In recent years, computer scientists have developed advanced computational tools, such as neural quantum states (NQSs), to tackle challenges in quantum physics. NQSs encode the wavefunction of a quantum system into artificial neural networks, offering a powerful approach to predict ground states of quantum systems. However, their effectiveness has been hampered by the lack of optimization algorithms suitable for training these models on complex quantum many-body problems.

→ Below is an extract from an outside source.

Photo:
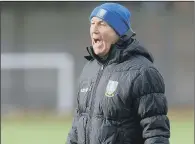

Researchers at the University of Augsburg have addressed this limitation by introducing a new stochastic-reconfiguration optimization algorithm, capable of training deep neural quantum networks with up to 1 million parameters. This discovery, published in Nature Physics, enabled them to accurately compute the ground state of a quantum spin liquid (QSL) using an NQS.
“Our paper focuses on the NQS method initially proposed in 2017,” Ao Chen, co-author of the paper, told Phys.org in a recent interview. “The community of computational quantum physics was initially excited about the idea of representing quantum states with neural networks and hoped NQS could produce novel insights into quantum many-body problems. However, people gradually realized the difficulty of making NQS better than existing methods.”
The advantage of NQSs lies in their extensive artificial neuron connections, which can be further amplified by increasing the network’s size. The Augsburg team’s simplified training formula allowed for a significantly larger NQS, approximately 100 times bigger than previous models, leading to remarkable results. Their work not only enhances the capability of NQS techniques in predicting the properties of interacting quantum many-body systems but also introduces a crucial optimization algorithm to improve their training.